Silent Waters

It is 1979 in a beautiful Pakistani village. Ayesha, a single mother, wants the best for her son Saleem, a handsome young man with a luminous and lively girlfriend, Zubeida. But General Zia declares martial law and Islamic fundamentalists come to town, sweeping Saleem up in the revolutionary fervor. Ayesha's liberal, humanistic values are challenged when a group of Sikh pilgrims visit the town, bringing back memories of her own troubled youth. Meanwhile, Zubeida's own yearnings for liberation compel Saleem to break off the relationship.

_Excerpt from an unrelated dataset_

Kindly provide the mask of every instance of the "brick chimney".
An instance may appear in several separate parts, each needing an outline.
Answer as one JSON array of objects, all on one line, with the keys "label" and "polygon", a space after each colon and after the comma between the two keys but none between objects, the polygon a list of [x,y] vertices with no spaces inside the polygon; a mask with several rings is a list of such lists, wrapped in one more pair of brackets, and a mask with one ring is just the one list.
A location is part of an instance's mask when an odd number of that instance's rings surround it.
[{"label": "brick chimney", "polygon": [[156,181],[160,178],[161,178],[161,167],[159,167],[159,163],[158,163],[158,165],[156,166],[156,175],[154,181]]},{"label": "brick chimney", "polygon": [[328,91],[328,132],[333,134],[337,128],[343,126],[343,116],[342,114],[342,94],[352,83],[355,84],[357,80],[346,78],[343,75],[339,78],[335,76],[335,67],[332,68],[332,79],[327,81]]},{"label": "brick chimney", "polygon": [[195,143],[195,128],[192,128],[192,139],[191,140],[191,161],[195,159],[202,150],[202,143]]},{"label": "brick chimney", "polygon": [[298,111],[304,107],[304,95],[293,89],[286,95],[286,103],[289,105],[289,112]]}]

As Saleem's zeal grows, Ayesha's sadness and isolation increase. The thuggishness of the fundamentalists shifts from contempt to harassment, and as Ayesha's haunting memories of her secret past flood her consciousness, Pakistan's history and modern reality show distinct signs of sharing the same violent destiny. Nonetheless, a moving moment of cross-generational women's solidarity in the face of tragedy gives a glimmer of hope for the future. Silent Waters, shot on location, is a visually sumptuous window into the complexity of Pakistani life, in which families are wrecked and women oppressed. Director Sabiha Sumar's gritty film, winner of the Golden Leopard at the Locarno International Film Festival, has perceptively captured innocence subsumed and reshaped by raw power.